It seems that the Sentra has always been with us, but in fact the very first Sentras didn’t show up in North America until the 1982 model year. This gas-sipping econobox became an immediate sales smash hit over here, and the Japanese-built 1982-1986 cars elbowed aside many a Civic and Corolla in the battle for American sales. Sentras began rolling out of Nissan’s new Tennessee factory in 1985, just before the debut of the second-gen version, and so today’s Junkyard Gem in Denver is one of the very last of the Kanagawa-built Sentras sold in the United States.
I’ve documented a few first-gen Sentras in this series, but this one beats all of them for low mileage and best overall condition.
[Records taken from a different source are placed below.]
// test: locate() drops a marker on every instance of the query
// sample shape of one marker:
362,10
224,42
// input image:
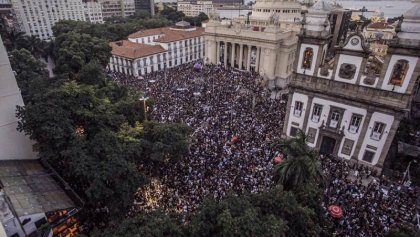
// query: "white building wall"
348,113
177,53
343,58
37,17
412,62
368,141
308,71
14,145
297,119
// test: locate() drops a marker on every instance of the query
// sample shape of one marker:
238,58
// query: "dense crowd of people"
235,120
371,204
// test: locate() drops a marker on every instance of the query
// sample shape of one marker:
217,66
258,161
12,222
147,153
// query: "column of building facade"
248,62
241,54
389,140
225,54
232,59
257,64
307,113
217,52
288,107
362,135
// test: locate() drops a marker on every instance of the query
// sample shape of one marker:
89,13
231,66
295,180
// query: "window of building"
293,131
355,123
298,108
316,114
378,129
368,156
335,119
308,55
399,72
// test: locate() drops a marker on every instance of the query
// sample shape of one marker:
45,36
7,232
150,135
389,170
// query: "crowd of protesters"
371,204
235,119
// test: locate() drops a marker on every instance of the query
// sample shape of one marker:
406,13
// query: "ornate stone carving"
369,80
325,70
274,18
214,16
347,71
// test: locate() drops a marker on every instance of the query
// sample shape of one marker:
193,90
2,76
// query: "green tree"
154,224
36,46
166,142
13,40
301,167
73,50
271,213
31,75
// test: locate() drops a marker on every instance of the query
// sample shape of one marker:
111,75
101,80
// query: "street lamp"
144,99
407,173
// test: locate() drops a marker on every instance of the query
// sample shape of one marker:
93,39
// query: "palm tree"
36,46
14,40
301,167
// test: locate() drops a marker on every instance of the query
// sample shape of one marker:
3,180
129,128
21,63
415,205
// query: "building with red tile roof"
152,50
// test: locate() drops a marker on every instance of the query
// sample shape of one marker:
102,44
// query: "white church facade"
346,108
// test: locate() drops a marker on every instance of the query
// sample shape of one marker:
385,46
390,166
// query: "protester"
235,120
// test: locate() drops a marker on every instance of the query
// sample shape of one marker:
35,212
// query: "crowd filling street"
235,120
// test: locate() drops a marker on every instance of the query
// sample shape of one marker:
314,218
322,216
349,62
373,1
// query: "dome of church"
317,22
286,9
410,27
321,7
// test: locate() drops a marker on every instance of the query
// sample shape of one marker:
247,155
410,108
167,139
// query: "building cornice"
387,100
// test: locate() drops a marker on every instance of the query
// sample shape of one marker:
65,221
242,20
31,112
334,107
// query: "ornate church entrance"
327,145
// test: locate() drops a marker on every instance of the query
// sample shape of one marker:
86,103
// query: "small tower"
314,39
351,111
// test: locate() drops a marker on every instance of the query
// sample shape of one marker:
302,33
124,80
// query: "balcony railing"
358,93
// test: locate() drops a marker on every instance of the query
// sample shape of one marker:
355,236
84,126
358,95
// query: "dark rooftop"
31,189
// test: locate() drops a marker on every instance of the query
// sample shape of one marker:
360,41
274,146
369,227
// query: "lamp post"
144,99
407,172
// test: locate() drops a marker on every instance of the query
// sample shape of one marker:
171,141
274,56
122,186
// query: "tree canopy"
92,130
272,213
301,167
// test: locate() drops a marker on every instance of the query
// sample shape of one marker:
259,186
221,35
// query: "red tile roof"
170,34
380,25
128,49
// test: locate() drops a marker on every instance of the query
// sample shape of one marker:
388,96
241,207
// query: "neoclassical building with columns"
264,43
347,109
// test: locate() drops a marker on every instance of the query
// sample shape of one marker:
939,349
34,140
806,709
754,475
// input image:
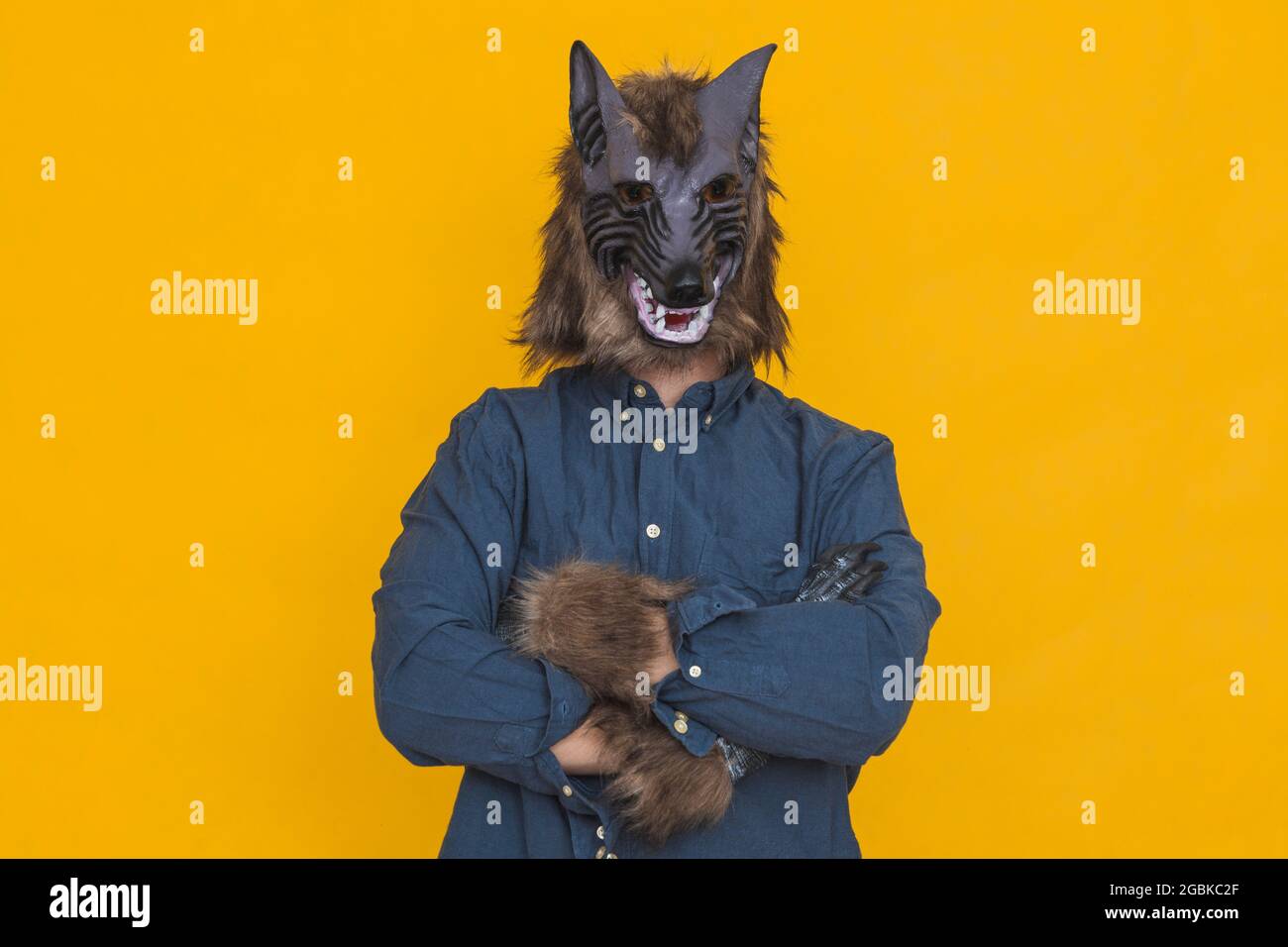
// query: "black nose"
686,286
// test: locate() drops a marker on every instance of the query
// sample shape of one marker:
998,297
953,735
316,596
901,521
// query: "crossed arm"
799,680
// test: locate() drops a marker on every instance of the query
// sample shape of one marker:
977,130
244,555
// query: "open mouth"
661,322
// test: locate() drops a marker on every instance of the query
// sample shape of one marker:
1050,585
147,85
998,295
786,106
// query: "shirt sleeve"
447,689
806,680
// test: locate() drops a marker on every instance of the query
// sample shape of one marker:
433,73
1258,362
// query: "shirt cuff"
568,705
692,735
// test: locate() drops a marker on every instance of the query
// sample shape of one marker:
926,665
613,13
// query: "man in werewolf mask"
640,603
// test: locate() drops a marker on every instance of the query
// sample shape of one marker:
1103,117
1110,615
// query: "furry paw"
599,622
660,788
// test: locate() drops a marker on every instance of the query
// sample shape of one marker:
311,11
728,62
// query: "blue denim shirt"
765,484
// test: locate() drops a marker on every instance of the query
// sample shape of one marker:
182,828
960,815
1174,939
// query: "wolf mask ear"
595,110
730,106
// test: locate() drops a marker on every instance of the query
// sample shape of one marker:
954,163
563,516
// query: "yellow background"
1108,684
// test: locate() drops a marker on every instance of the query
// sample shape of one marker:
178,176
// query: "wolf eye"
720,189
634,192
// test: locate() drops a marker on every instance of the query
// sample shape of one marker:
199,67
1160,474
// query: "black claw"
842,573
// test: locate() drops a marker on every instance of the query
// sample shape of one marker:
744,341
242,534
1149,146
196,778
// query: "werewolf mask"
662,243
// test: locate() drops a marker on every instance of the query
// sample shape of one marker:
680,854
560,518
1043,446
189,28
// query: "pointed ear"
730,105
595,108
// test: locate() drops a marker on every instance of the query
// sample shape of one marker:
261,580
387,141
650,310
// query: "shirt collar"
712,398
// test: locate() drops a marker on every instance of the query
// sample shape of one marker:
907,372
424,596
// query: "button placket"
656,499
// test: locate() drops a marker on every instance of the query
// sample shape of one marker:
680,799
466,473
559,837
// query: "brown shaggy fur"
599,622
660,788
576,316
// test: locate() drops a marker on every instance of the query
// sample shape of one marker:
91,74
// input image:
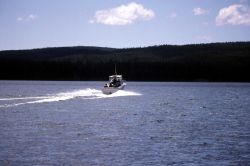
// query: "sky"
28,24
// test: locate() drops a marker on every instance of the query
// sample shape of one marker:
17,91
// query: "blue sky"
27,24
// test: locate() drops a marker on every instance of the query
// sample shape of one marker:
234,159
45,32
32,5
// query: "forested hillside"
201,62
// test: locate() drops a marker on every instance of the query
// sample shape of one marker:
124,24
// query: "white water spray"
83,94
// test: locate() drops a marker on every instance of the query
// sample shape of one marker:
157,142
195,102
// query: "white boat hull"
111,90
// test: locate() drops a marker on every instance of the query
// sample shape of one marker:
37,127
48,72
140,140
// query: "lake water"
73,123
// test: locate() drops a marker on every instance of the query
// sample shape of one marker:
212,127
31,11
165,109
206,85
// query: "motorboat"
115,84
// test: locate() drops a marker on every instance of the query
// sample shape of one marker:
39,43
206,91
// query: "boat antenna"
115,70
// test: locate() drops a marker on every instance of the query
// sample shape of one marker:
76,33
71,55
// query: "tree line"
195,62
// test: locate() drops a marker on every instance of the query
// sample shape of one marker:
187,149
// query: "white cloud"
123,15
27,18
204,38
237,14
173,15
199,11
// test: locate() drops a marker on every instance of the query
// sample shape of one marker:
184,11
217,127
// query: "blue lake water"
73,123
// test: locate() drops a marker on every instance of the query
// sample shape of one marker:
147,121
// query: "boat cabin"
116,77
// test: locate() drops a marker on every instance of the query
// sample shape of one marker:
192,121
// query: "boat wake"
83,94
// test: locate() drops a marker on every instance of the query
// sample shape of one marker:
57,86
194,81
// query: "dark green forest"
196,62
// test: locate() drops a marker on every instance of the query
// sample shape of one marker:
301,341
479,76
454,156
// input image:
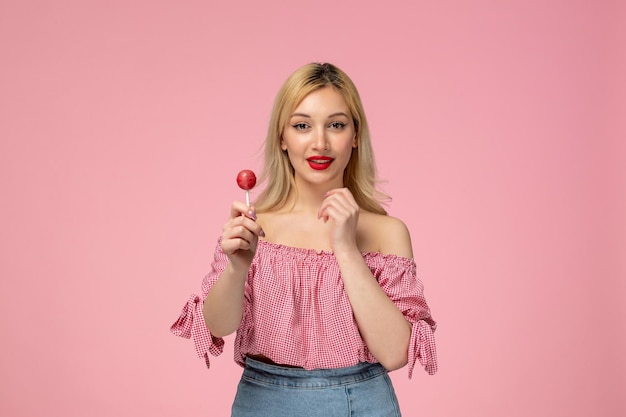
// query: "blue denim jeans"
363,390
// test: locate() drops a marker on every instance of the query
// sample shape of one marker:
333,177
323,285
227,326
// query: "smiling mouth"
319,163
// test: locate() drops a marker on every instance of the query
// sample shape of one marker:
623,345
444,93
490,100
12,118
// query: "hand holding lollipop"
246,180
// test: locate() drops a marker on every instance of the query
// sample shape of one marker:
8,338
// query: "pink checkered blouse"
296,310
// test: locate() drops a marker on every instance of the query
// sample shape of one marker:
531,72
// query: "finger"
239,208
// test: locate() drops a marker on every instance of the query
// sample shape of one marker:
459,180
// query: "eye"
337,125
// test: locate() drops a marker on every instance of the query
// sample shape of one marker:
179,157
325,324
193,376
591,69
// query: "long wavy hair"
278,174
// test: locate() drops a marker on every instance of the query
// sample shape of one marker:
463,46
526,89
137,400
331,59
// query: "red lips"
319,163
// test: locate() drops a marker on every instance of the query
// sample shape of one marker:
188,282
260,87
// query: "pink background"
499,127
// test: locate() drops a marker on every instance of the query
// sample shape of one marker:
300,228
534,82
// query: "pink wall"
499,126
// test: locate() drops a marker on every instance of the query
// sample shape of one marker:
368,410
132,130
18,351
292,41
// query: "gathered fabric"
297,313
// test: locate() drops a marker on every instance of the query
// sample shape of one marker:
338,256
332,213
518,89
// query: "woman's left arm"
382,325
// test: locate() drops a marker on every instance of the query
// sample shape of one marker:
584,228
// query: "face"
319,138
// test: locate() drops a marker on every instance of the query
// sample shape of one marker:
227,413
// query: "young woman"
316,279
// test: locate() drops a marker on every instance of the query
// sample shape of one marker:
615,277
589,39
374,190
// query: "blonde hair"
278,174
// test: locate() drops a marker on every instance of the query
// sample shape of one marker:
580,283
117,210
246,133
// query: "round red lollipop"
246,180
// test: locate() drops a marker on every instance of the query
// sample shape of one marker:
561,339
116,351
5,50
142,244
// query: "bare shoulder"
390,234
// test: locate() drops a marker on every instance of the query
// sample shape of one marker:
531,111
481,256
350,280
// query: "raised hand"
240,235
342,210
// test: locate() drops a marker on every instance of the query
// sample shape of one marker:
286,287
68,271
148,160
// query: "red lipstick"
319,163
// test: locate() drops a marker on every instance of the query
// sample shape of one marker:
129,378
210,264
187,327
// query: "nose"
320,141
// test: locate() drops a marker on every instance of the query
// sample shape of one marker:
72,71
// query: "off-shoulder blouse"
297,313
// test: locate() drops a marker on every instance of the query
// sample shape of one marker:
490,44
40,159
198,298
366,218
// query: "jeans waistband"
316,378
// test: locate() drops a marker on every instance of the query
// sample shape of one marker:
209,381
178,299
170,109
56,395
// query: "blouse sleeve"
397,277
191,325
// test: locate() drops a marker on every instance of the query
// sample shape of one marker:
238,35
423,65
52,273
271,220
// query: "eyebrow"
330,116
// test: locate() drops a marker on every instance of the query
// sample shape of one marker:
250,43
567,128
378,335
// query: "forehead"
322,100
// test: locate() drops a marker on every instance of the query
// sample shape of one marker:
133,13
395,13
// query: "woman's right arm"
223,306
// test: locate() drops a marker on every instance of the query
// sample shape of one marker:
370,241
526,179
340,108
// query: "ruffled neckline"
280,248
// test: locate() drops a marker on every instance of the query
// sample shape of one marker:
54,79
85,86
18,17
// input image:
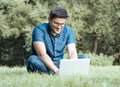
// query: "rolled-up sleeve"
38,34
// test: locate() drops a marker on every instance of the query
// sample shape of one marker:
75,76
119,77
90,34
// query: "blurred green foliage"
95,23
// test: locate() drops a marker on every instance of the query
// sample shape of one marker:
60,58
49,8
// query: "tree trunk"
95,42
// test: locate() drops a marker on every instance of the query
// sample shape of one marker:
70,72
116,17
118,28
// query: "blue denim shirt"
54,44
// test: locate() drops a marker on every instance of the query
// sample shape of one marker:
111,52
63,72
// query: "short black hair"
58,12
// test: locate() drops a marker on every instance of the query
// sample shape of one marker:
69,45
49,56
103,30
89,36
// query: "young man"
49,41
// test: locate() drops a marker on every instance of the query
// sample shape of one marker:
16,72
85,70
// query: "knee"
32,59
82,56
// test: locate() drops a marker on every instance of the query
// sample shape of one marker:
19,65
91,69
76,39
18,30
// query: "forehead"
60,20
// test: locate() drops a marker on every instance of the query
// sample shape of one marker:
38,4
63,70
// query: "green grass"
99,76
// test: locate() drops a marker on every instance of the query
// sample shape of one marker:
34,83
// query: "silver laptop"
74,66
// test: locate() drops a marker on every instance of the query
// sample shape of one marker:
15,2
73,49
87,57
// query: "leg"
80,56
34,63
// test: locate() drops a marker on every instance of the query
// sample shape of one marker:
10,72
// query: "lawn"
99,76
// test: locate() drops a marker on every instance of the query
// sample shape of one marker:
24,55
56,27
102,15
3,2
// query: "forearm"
49,63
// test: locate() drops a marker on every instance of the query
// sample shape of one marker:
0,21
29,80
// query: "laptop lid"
74,66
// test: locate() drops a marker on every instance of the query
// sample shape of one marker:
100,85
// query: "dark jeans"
35,64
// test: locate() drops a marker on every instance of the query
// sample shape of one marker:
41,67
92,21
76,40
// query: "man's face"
57,24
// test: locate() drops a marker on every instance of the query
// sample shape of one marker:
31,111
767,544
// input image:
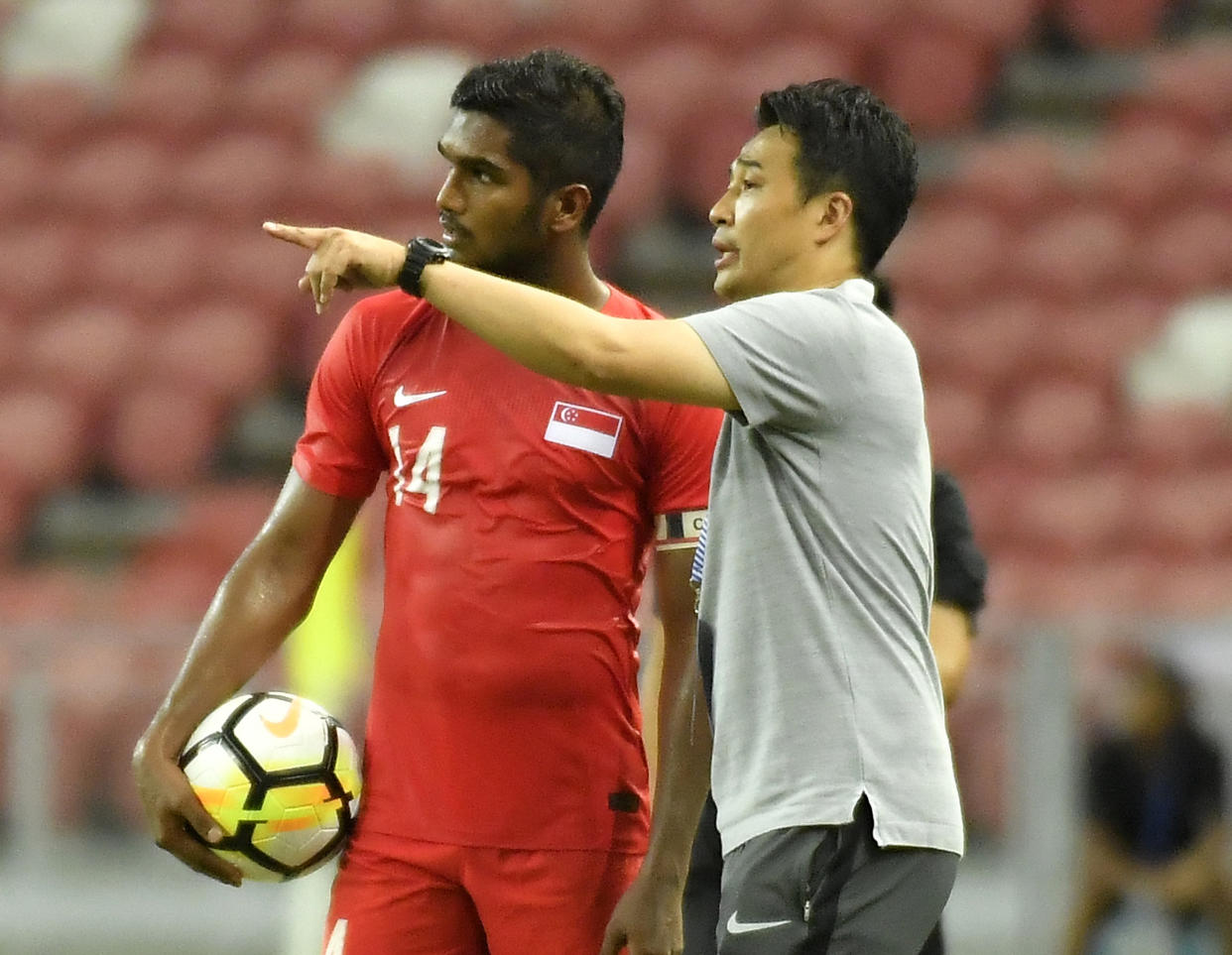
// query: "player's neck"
570,274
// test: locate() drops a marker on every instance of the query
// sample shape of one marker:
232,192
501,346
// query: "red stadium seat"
935,77
347,27
85,349
45,438
1142,167
22,180
227,30
1176,438
1213,173
177,95
1184,516
113,270
52,113
1009,176
948,257
1113,25
162,436
289,90
1074,255
1181,84
1058,425
113,181
1189,252
958,422
41,263
1075,516
235,177
670,82
220,350
1003,25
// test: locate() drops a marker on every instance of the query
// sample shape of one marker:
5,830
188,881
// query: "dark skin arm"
265,594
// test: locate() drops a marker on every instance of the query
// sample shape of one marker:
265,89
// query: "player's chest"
463,418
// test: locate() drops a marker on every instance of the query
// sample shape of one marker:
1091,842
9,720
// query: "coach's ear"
565,208
833,212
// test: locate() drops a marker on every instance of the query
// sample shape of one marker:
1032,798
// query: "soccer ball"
281,777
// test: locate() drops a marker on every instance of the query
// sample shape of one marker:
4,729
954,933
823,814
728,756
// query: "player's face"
488,203
763,230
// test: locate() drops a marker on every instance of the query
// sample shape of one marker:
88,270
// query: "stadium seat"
175,96
162,437
1058,425
1186,252
859,26
958,422
1075,516
46,437
40,263
225,30
1184,81
667,85
220,350
1003,25
1111,25
84,349
937,79
22,180
234,177
1142,167
1184,516
1009,176
113,181
784,60
948,257
1074,255
375,116
289,90
51,113
151,268
1176,437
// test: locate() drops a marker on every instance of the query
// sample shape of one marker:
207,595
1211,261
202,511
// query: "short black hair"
564,116
850,141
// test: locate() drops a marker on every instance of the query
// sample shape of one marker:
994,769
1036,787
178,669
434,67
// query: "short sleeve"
339,451
682,446
961,568
789,357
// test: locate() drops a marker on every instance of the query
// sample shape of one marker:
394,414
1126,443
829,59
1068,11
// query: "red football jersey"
519,524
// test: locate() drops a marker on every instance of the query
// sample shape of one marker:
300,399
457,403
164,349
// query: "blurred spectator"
1152,877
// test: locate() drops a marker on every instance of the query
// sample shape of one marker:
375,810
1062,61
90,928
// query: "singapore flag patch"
586,429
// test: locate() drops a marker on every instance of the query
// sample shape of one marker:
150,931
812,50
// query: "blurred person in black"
1155,839
960,574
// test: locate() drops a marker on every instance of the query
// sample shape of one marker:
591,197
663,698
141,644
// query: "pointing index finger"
301,235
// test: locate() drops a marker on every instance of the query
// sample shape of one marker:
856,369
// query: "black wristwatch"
421,253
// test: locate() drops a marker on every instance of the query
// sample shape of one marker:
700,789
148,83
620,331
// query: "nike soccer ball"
281,776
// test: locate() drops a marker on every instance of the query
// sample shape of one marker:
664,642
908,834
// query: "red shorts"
449,899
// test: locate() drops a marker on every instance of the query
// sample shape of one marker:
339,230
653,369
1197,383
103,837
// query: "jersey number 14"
426,471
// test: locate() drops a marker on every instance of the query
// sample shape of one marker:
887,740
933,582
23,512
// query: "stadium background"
1065,276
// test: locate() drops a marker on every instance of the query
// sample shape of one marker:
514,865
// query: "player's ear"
565,208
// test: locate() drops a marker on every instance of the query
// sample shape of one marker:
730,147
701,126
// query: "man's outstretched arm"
545,331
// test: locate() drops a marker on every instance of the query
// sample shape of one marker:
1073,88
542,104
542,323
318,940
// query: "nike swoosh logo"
286,726
401,398
736,927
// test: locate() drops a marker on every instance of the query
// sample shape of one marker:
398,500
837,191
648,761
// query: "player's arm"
264,595
545,331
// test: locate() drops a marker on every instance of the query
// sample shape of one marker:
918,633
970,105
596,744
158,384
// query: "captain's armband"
677,530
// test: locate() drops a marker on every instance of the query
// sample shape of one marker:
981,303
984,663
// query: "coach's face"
488,203
767,235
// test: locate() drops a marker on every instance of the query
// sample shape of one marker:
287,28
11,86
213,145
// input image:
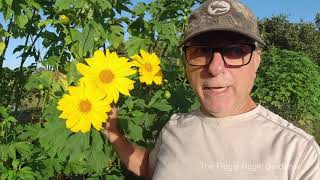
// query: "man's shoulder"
273,118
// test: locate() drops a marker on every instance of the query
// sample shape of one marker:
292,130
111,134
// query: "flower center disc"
85,106
148,67
106,76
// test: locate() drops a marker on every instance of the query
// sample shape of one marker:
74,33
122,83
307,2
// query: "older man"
230,137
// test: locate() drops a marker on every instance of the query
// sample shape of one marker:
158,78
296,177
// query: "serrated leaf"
134,45
18,48
115,35
155,97
21,20
9,2
139,9
2,47
104,5
135,131
33,4
24,149
45,23
163,105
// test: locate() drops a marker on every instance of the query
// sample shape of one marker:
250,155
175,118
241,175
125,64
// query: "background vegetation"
34,142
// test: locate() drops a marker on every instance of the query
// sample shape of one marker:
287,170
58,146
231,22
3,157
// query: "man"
230,137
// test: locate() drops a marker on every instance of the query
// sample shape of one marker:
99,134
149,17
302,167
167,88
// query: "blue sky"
295,9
In fact, you’d be hard-pressed to find any early Sentra as nice as this one. Just 77,391 original miles on the clock!
It doesn’t have the luxurious automatic transmission, sure, but can you imagine air conditioning on a cheap imported econo-commuter in 1986?
Not many buyers of low-price two-door sedans cared about having a rear defroster, so this is another seldom-seen option.
Sealed-beam headlights were just beginning to be phased out in 1986, so information stickers had to be included on cars with replaceable bulbs.
The interior could use a good scrubbing, but I don’t see any of the rips and gouges you get in most 34-year-old junkyard cars. The Colorado climate is especially rough on car interiors, so either this one came from elsewhere or it lived in a garage for most of its life.
I’m puzzled by the high-power, RV-grade power inverter screwed to the floor under the dash. Perhaps the original owner used an early laptop computer in this car.
With 69 horsepower from this 1.6-liter straight-four, the ’86 Sentra didn’t win many drag races. Fuel economy was excellent, though, and these cars proved to be quite reliable.
America’s best-selling import, complete with lots of futuristic technology.
Nissan was working on hydrogen- and electricity-powered cars way back in 1984.